Danger Close, Lima 3/7, 2003-2007
Danger Close, Lima 3/7, 2003-2007
The focus on Danger Close, Lima 3/7 2003-2007, is on the operational flexibility of a Marine Company – from Big War (2003 Invasion of Country) to Small Wars – which depends upon the junior leaders like Bellmont, Mejia, and hundreds of other Marines through 4 deployments and in so doing both helps the veterans to explain why their part of the war was necessary and shows how similar American companies may play a vital role in the national defense in the future. Danger Close stands for the principle of combined arms – best exemplified by a 400m danger close artillery mission during The Push, but also in hundreds of other engagements – which historians like Bickel, Mars Learning identify as the lasting historical value of a prior period of Small Wars (Haiti, Nicaragua, Dominican Republic) to a Big War through the key leaders who served in both eras.

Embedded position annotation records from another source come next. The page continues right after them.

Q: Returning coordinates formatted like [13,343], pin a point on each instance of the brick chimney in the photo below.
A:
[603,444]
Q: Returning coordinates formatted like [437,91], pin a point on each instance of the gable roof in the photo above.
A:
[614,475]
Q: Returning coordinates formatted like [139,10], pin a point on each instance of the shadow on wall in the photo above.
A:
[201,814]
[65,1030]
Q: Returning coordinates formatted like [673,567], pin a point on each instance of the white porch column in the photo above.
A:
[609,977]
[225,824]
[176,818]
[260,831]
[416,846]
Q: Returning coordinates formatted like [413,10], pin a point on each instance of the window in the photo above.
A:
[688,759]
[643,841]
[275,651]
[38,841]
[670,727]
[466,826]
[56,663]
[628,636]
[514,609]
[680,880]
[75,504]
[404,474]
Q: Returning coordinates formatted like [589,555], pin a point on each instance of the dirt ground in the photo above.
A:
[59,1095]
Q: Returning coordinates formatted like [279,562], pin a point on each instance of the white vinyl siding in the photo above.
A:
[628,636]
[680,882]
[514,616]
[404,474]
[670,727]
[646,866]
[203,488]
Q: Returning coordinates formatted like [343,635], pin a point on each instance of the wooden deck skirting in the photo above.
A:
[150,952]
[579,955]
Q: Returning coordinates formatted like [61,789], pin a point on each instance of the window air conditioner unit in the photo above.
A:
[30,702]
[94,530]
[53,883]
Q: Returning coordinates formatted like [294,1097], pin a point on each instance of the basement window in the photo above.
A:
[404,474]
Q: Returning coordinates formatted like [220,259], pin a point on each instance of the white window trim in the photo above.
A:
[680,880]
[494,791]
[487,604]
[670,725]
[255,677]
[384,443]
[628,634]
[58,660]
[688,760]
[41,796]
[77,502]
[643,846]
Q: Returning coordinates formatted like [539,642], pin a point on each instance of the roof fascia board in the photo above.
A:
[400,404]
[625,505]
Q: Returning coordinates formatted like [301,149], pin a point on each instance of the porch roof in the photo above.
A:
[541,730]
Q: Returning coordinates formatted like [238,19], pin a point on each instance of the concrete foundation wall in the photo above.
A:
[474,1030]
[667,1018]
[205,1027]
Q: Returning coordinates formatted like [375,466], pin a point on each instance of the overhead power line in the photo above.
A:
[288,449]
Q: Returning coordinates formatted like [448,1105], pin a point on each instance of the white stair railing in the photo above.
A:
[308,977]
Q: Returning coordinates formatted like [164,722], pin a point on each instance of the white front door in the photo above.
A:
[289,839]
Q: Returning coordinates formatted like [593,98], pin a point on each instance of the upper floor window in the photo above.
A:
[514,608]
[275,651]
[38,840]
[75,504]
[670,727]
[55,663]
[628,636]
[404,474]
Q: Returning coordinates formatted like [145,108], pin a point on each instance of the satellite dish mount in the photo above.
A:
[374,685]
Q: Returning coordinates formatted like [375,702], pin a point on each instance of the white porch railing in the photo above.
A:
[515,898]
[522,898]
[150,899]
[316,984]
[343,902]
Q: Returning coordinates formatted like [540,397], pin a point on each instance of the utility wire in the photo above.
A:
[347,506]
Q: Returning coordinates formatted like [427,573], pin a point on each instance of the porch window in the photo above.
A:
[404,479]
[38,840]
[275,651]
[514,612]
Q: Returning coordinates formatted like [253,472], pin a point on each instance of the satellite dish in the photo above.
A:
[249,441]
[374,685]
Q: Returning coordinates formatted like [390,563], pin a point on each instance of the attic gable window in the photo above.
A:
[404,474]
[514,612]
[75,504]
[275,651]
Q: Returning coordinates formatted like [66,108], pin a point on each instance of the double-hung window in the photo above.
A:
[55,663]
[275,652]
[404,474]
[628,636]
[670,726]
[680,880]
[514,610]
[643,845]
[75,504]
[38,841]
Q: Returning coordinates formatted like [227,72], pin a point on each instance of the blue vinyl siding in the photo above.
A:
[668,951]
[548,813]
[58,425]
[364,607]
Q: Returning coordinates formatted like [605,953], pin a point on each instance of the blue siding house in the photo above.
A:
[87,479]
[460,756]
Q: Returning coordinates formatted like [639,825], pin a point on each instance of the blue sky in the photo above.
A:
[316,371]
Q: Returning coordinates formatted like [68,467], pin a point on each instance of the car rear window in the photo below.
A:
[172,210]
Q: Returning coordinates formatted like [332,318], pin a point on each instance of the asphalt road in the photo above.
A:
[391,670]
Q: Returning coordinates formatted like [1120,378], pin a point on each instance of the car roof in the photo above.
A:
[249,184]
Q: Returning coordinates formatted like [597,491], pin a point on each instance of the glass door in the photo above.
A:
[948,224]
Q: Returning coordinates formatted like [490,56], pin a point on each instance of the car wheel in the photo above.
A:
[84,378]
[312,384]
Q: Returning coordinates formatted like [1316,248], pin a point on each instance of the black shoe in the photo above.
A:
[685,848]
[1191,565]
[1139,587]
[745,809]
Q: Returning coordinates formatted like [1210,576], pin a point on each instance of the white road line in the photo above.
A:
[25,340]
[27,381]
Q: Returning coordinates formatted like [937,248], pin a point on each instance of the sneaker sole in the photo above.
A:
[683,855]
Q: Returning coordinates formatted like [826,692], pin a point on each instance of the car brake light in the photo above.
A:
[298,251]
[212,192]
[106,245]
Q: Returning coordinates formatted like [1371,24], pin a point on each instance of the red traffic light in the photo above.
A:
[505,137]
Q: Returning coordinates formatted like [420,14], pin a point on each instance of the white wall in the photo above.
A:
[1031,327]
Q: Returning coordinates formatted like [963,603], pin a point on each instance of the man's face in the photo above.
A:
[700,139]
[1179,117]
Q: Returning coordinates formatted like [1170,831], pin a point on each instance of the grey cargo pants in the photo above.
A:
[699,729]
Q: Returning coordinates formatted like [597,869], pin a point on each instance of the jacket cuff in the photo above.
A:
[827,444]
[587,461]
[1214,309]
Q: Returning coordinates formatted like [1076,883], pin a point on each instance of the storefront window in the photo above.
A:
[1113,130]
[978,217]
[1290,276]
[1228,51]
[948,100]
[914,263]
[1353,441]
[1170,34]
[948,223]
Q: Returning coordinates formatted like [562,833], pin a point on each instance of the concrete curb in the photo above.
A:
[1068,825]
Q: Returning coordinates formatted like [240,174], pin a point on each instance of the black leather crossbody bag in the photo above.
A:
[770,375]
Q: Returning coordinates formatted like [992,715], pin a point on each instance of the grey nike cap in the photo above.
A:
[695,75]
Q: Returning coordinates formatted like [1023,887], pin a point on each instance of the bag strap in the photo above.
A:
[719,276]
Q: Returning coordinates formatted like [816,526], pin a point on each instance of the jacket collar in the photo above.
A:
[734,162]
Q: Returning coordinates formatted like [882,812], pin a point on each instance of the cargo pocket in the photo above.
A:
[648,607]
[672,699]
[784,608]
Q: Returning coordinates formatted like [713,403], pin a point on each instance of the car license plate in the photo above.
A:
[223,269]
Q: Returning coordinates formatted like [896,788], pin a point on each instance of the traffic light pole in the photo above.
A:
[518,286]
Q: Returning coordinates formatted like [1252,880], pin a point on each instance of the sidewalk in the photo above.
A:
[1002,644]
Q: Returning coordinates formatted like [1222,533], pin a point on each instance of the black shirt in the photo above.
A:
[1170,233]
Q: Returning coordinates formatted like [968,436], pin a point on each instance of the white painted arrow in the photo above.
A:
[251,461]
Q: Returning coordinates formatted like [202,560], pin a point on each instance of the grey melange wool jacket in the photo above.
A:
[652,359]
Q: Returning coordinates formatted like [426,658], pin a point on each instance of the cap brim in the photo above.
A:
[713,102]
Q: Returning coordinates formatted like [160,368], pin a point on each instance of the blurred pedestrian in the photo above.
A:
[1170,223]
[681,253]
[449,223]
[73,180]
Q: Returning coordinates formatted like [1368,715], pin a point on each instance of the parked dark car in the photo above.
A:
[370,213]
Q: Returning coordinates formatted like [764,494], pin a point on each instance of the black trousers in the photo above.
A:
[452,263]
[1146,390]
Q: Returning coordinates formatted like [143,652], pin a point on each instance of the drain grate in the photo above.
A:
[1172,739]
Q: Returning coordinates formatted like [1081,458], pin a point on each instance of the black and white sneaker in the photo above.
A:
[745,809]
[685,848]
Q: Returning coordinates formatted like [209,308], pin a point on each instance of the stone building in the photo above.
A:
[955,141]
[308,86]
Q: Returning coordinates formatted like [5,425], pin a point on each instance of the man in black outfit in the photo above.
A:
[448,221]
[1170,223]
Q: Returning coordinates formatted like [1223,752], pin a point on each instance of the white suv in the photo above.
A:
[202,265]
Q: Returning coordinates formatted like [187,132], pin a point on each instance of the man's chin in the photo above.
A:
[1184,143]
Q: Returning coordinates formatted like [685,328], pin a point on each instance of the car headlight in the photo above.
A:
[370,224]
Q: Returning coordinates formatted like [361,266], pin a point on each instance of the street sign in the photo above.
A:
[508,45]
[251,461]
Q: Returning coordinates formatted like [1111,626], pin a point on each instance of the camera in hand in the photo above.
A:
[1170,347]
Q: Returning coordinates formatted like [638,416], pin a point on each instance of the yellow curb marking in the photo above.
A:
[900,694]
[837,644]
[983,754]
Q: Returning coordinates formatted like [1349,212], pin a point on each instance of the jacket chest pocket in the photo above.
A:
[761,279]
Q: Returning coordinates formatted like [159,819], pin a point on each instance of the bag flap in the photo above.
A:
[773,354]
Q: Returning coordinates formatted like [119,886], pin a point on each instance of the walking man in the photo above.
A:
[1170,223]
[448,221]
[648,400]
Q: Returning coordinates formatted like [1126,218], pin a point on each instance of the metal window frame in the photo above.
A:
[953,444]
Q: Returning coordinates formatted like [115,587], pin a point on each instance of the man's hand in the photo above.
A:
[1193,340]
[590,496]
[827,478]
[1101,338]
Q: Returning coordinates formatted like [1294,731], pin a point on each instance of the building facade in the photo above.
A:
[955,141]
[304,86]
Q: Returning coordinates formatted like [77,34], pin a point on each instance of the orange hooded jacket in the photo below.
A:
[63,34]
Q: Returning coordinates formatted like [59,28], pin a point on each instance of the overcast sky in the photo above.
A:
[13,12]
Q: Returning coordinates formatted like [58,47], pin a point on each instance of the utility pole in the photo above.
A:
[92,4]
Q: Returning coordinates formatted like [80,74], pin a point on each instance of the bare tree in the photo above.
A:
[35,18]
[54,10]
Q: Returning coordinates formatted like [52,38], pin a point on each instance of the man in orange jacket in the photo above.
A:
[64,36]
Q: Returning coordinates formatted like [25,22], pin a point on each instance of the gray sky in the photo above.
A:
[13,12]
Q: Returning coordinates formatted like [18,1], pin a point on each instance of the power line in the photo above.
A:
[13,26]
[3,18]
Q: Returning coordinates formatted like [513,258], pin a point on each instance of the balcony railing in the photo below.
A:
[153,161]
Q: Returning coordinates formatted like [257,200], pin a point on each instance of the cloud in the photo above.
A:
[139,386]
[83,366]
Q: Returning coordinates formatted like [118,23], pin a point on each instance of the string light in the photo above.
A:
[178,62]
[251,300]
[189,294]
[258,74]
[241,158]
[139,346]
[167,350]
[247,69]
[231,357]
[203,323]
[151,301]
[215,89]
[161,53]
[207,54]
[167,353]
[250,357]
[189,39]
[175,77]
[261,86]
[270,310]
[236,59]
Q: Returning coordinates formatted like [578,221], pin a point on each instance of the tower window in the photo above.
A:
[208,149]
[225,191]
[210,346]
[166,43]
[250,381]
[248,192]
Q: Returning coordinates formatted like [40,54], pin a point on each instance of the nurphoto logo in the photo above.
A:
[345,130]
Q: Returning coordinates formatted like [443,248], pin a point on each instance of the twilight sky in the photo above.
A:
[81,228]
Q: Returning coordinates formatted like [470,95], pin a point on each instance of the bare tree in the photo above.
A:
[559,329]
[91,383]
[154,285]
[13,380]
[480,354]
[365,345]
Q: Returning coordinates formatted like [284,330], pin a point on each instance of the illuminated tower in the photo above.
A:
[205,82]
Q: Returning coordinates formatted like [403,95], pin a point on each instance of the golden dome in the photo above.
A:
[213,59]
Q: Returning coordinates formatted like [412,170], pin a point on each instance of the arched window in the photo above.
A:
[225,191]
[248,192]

For the average Marine Grunt who served in Lima 3/7 (or the thousands of post 9/11 Small Wars), all the violence may seem senseless and unconnected to a larger purpose, especially in the darkest days of the insurgency in 2004-2006. Danger Close is a history designed to show how the company adapted the counterinsurgency doctrine (COIN) to win their war, just as a World War II Company had to adapt through cycles of training/ combat.